Why are mov ah,bh and mov al, bl together much faster than single instruction mov ax, bx?
I've found that
mov al, bl
mov ah, bh
is much faster than
mov ax, bx
Can anyone explain me why? I'm running on Core 2 Duo 3 Ghz, in 32-bit mode under Windows XP. Compiling using NASM and then linking with VS2010. Nasm compile command:
nasm -f coff -o triangle.o triangle.asm
Here is the main loop I'm using to render a triangle:
; some variables on stack
%define cr DWORD [ebp-20]
%define dcr DWORD [ebp-24]
%define dcg DWORD [ebp-32]
%define dcb DWORD [ebp-40]
loop:
add esi, dcg
mov eax, esi
shr eax, 8
add edi, dcb
mov ebx, edi
shr ebx, 16
mov bh, ah
mov eax, cr
add eax, dcr
mov cr, eax
mov ah, bh ; faster
mov al, bl
;mov ax, bx
mov DWORD [edx], eax
add edx, 4
dec ecx
jge loop
I can provide whole VS project with sources for testing.
Why is it slow
The reason using a 16-bit register is expensive as opposed to using an 8-bit register is that 16-bit register instructions are decoded in microcode. This means an extra cycle during decoding and inability to be paired whilst decoding.

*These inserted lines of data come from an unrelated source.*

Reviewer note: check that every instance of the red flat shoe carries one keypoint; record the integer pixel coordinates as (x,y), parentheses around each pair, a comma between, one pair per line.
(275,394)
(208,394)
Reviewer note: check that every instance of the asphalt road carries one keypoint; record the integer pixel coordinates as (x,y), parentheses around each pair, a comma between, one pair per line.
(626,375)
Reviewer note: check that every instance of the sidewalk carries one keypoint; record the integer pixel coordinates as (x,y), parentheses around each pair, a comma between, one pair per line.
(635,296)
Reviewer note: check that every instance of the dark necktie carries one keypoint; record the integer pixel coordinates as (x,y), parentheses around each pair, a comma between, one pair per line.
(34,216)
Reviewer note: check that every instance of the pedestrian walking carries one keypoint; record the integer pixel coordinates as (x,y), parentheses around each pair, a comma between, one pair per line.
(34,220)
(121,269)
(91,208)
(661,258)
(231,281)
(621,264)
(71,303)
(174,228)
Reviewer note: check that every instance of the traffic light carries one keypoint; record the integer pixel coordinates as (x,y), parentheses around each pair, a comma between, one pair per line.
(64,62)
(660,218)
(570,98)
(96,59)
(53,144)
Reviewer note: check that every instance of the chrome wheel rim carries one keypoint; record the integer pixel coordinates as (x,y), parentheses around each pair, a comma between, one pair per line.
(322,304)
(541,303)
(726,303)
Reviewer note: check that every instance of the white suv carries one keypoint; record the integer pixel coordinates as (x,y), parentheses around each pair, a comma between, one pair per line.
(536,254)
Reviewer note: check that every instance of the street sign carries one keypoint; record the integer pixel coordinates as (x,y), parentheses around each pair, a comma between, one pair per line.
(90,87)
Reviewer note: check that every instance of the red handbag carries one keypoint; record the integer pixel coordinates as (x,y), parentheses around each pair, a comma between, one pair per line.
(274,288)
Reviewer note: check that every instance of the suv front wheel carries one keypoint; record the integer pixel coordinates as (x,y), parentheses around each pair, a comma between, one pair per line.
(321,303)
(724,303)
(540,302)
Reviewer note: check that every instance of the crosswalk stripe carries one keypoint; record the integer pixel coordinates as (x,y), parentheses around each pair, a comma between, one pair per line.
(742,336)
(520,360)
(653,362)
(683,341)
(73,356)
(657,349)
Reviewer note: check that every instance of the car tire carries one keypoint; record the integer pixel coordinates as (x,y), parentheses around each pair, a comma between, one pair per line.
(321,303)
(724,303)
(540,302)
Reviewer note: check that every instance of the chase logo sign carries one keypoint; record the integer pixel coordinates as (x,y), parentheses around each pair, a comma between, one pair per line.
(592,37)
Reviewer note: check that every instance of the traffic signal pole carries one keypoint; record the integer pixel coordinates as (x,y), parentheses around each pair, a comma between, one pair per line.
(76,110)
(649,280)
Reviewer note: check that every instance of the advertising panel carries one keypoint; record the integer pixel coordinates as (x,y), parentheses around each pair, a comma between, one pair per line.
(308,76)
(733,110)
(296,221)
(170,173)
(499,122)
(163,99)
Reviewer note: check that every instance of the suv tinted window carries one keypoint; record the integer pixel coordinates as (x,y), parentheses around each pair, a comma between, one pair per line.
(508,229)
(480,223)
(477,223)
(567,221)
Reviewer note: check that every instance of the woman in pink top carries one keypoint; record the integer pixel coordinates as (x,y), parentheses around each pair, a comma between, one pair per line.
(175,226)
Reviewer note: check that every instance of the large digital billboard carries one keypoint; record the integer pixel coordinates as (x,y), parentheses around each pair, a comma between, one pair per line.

Also because ax is a partial register it will take an extra cycle to execute because the top part of the register needs to be combined with the write to the lower part.
8-bit writes have special hardware put in place to speed this up, but 16-bit writes do not. Again on many processors the 16-bit instructions take 2 cycles instead of one and they do not allow pairing.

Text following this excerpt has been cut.